I'm not very tall, like 5'2", and Mike is at least average height for a male, if not slightly above, so there's a pretty big discrepancy between our eye levels.

Mike (lifting all four of our hands up to be between our chests): "I'm so sorry I didn't hold your hands more at the restaurant. I really wanted to. I'm just paranoid. Don't think for a second that I was ashamed or embarrassed or something. I just think that some people might not understand."

I figured that was the case, but it's still nice to hear. More importantly though, it sure seems like something's about to happen. I'm too frozen to move or say anything though, so I continue to peer up at this handsome, 45-year-old married man who for whatever reason, really seems to like me.
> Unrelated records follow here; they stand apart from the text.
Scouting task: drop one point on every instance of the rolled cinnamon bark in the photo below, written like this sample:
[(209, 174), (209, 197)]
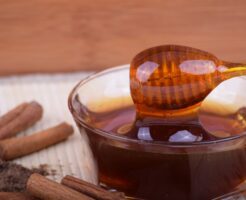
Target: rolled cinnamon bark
[(91, 189), (15, 196), (16, 147), (45, 189), (19, 119)]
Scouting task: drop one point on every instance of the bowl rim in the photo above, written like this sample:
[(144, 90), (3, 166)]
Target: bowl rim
[(118, 138)]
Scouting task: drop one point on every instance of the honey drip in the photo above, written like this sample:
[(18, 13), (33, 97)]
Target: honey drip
[(169, 82)]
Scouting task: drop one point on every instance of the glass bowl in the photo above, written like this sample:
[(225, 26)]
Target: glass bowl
[(149, 169)]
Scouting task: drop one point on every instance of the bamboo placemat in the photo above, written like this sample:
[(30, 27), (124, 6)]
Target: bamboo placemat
[(71, 157)]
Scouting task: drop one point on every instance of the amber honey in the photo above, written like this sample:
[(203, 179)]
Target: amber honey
[(171, 81), (156, 148), (164, 175)]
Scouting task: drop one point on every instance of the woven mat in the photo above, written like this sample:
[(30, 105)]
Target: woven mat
[(71, 157)]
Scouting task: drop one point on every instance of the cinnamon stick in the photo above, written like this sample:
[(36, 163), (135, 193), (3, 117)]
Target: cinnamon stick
[(15, 196), (16, 147), (19, 119), (91, 189), (43, 188)]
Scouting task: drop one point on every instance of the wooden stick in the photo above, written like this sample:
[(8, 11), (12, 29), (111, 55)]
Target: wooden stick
[(43, 188), (91, 189), (17, 147), (15, 196), (19, 119)]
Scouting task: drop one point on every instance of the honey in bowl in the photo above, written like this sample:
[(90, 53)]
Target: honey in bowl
[(155, 148)]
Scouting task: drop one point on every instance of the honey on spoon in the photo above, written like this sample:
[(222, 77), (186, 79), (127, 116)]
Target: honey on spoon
[(168, 84), (136, 144)]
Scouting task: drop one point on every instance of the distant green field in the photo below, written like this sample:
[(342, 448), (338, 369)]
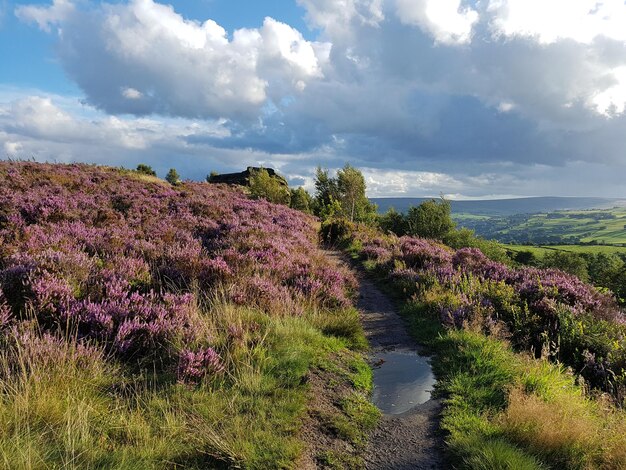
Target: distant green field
[(602, 227), (593, 249)]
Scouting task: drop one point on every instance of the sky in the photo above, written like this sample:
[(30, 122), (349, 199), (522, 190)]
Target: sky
[(465, 98)]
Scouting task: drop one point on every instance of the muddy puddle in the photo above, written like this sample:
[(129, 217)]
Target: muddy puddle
[(402, 380)]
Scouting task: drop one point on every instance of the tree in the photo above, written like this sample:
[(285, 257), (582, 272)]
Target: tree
[(431, 219), (264, 186), (348, 190), (300, 200), (325, 188), (393, 221), (172, 177), (145, 170)]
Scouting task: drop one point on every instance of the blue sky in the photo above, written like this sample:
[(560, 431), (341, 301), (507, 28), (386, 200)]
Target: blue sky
[(473, 99)]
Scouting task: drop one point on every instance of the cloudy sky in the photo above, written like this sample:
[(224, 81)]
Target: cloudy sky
[(469, 98)]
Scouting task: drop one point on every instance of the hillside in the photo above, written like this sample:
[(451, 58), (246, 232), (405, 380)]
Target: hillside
[(506, 207), (602, 227), (145, 325), (529, 362)]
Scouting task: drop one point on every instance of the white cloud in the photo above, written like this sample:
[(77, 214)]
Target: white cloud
[(612, 100), (45, 17), (552, 20), (37, 118), (445, 87), (12, 148), (176, 66), (131, 93), (445, 20), (382, 183)]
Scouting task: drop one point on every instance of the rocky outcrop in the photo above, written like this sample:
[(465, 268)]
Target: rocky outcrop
[(243, 178)]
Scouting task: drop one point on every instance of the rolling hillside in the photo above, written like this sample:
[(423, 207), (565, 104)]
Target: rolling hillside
[(506, 207)]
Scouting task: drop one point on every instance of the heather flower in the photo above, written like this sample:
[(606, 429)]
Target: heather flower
[(195, 365), (5, 312)]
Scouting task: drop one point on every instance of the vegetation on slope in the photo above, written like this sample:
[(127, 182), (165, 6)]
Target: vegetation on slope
[(504, 407), (146, 325)]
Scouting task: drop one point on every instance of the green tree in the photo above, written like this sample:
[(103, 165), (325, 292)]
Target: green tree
[(172, 177), (145, 170), (393, 221), (355, 204), (300, 200), (325, 189), (431, 219), (348, 190), (264, 186)]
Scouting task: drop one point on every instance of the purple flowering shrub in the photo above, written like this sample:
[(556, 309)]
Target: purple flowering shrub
[(536, 309), (122, 261)]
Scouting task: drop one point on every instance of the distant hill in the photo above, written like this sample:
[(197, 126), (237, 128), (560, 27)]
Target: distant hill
[(506, 207)]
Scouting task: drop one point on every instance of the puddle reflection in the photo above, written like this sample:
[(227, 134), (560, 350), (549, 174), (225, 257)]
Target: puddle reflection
[(402, 380)]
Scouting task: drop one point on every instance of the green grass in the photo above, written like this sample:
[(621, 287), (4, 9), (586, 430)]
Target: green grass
[(66, 412), (582, 226), (540, 250), (505, 410)]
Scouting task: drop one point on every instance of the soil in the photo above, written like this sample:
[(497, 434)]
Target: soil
[(410, 440)]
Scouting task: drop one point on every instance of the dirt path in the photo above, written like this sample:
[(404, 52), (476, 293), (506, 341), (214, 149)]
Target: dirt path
[(404, 441)]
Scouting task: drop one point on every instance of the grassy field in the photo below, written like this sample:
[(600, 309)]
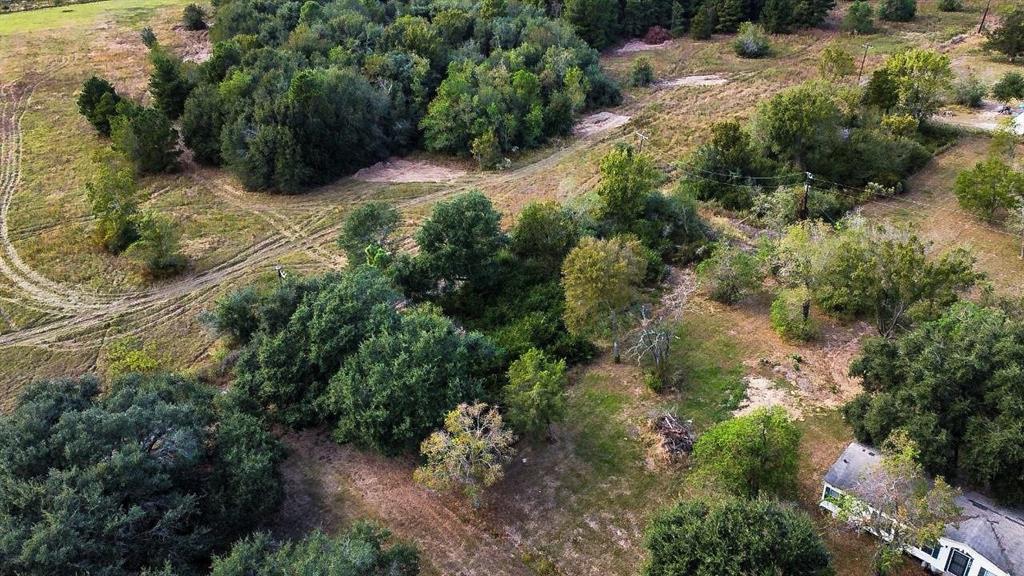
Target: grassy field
[(577, 505)]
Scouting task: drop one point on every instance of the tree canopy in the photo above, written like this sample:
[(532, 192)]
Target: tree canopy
[(953, 384), (758, 537), (153, 471)]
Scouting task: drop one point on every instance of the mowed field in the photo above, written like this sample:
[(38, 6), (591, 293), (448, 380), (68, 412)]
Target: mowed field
[(577, 505)]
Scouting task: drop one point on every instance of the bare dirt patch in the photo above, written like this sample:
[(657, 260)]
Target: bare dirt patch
[(763, 393), (400, 170), (196, 44), (699, 80), (988, 117), (599, 122), (453, 538), (641, 46)]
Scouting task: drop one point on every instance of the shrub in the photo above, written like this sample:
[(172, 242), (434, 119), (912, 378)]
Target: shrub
[(641, 73), (735, 537), (148, 37), (1010, 87), (158, 246), (705, 22), (729, 274), (97, 103), (752, 455), (656, 35), (791, 315), (969, 91), (363, 550), (469, 454), (859, 17), (897, 10), (155, 472), (752, 42), (535, 396), (194, 17), (836, 64), (400, 382), (113, 197)]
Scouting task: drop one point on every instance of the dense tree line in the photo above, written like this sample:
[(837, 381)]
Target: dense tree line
[(953, 385), (602, 22), (297, 94), (845, 137), (156, 471)]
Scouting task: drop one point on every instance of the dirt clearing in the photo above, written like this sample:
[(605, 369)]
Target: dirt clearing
[(597, 123), (701, 80), (399, 170)]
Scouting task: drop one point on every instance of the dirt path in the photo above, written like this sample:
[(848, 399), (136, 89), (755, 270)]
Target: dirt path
[(452, 538)]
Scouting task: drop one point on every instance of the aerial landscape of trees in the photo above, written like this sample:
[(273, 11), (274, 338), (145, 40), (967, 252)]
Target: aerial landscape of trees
[(477, 334)]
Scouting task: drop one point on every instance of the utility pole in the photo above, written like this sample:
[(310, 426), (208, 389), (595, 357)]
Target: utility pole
[(862, 60), (802, 209), (981, 27)]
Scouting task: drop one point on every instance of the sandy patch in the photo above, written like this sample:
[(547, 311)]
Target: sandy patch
[(762, 393), (599, 122), (641, 46), (986, 118), (399, 170), (705, 80), (197, 46)]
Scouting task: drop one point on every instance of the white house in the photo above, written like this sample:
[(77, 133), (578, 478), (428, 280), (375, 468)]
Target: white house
[(987, 541)]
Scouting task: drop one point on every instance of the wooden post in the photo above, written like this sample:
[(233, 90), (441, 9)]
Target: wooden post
[(981, 27)]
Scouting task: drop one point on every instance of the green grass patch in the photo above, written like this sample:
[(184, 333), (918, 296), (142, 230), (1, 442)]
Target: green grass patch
[(129, 11), (603, 442), (711, 372)]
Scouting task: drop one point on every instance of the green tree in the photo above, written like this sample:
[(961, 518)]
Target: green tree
[(836, 64), (97, 103), (153, 471), (601, 279), (897, 10), (145, 137), (202, 123), (859, 17), (159, 246), (798, 121), (752, 455), (304, 332), (595, 21), (1010, 87), (990, 187), (705, 22), (461, 239), (919, 80), (113, 197), (194, 17), (912, 510), (729, 274), (400, 382), (735, 537), (544, 234), (469, 454), (888, 274), (363, 550), (952, 385), (1008, 38), (367, 232), (535, 396), (628, 178), (168, 82), (725, 167)]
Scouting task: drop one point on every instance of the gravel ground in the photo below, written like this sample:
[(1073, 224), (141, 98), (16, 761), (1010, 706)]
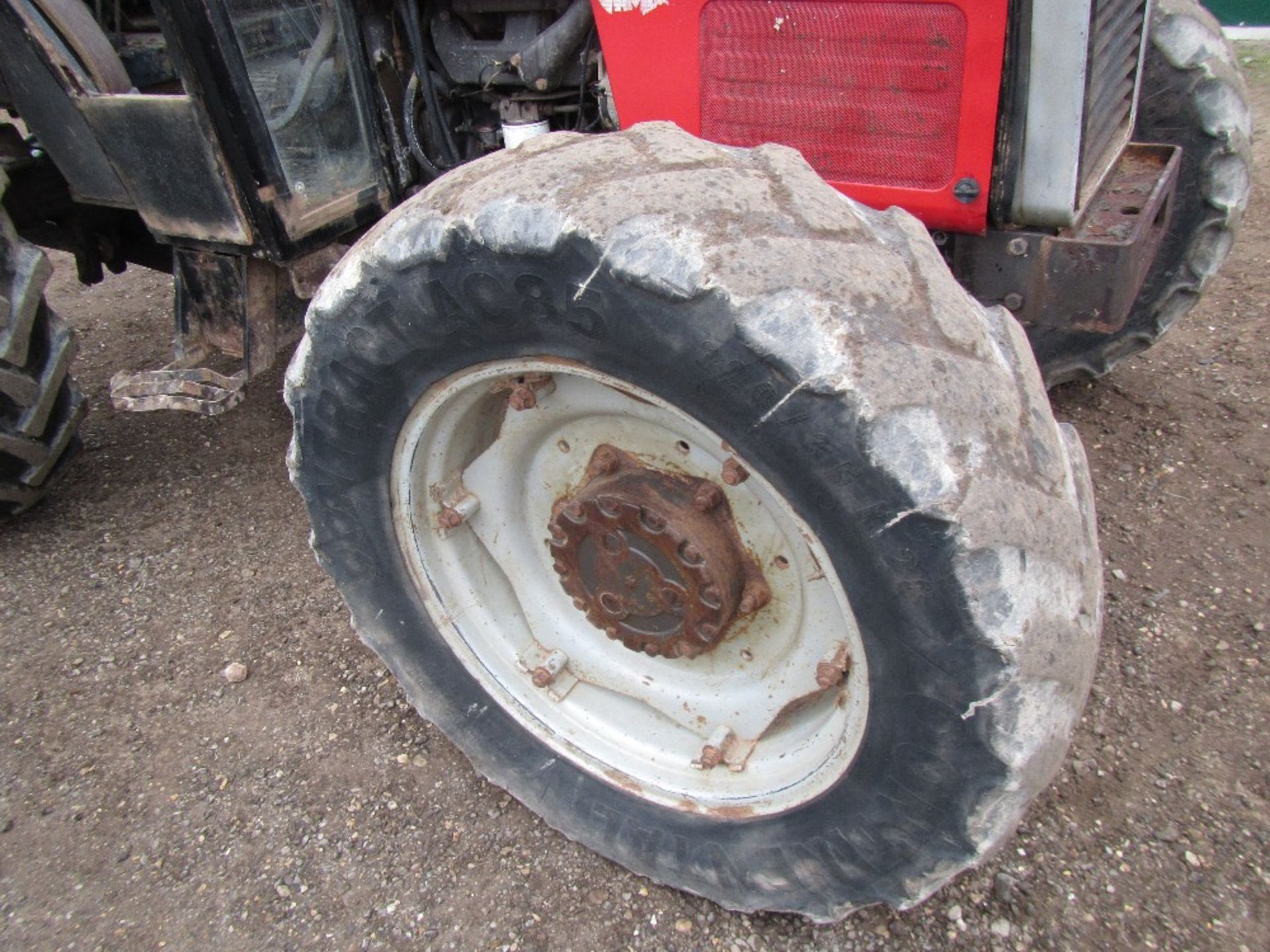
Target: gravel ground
[(149, 803)]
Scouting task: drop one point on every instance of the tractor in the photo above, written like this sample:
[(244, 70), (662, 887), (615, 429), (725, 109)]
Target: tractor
[(669, 376)]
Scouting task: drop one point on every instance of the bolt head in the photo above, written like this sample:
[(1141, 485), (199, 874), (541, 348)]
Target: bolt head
[(733, 473), (706, 498), (523, 399), (827, 676), (967, 190), (606, 461)]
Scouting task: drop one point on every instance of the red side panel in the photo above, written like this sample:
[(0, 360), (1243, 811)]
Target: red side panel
[(893, 103)]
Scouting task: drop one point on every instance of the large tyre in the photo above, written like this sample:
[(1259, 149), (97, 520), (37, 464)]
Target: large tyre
[(1193, 97), (40, 405), (911, 500)]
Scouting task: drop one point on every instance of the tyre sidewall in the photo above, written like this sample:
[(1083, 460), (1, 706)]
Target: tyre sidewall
[(900, 813)]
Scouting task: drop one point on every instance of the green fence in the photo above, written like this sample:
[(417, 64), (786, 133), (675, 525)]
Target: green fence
[(1250, 13)]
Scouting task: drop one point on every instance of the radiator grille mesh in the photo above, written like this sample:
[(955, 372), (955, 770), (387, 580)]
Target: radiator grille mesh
[(868, 92), (1115, 40)]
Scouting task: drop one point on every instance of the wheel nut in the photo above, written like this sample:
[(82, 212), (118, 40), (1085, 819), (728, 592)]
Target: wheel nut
[(552, 666), (605, 461), (831, 669), (706, 498), (755, 597), (523, 399), (733, 473), (715, 748)]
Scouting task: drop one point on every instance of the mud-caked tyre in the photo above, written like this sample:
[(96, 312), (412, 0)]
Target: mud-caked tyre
[(1193, 97), (40, 405), (730, 305)]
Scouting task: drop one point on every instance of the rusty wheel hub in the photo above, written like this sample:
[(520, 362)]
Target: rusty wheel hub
[(653, 557)]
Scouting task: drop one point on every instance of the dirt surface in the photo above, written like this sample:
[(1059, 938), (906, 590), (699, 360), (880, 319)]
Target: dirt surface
[(146, 803)]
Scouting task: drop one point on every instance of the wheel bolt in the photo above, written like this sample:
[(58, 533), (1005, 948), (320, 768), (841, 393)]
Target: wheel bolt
[(755, 597), (733, 473), (706, 498), (715, 748), (605, 461), (831, 669), (523, 399), (552, 666)]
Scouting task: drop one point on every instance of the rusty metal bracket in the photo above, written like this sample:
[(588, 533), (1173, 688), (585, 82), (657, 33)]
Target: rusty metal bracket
[(1086, 277)]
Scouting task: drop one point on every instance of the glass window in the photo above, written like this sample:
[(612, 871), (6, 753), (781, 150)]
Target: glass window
[(299, 67)]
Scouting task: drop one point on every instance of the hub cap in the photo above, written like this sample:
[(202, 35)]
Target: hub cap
[(541, 506), (653, 557)]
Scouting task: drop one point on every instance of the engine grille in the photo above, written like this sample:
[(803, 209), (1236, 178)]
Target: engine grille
[(1115, 44), (868, 92)]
After what feels like forever, but was probably only like 10 to 15 seconds of us looking into each other's eyes, Mike releases my left hand and brings his fingers up to gently move a few strands of my hair off of my cheek and behind my left ear. It feels so intense to have him touch me, even if it's just on my face.

Mike then sighs audibly, and continues moving his hand down past my ear until it slowly travels the full length of my neck, and in the process pushes my medium length light brown hair back behind my shoulder. With my hair now out of the way, his fingers retrace their steps back up my neck and slowly dance around, sending a shiver down my spine.

Mike (quietly): "Oh my god, Becca... your skin is just flawless. It's so smooth and young and perfect... I've just never been able to actually touch skin like this before."

Mike is talking, but all I can do is stare at his lips. I don't even process what he's saying because I'm so preoccupied wondering if he's going to kiss me or not.

Mike (continuing on): "And if your face and neck are this precious, then my god... I can't even imagine how amazing some of your other parts must be."

Oh just kiss me Mike. I want my first kiss.

My telepathic messages finally seem to get through, as Mike then lets go of my right hand and with his two hands now free, he uses both of them to take ahold of my face. He slides his ten fingers across my two cheeks until they settle in amongst my ears and hair, resting firmly on each side of my jaw. His extremely strong hands now have complete control of my head, and it feels like he can basically do anything he wants to me from this position.

Of course I want him to kiss me, but instead he just looks at me. First into my eyes, but then down at my lips. Then back up at my eyes. My heart is absolutely pounding with anticipation as he continues to hold my head in a vice-like grip. Finally I can't take it any more.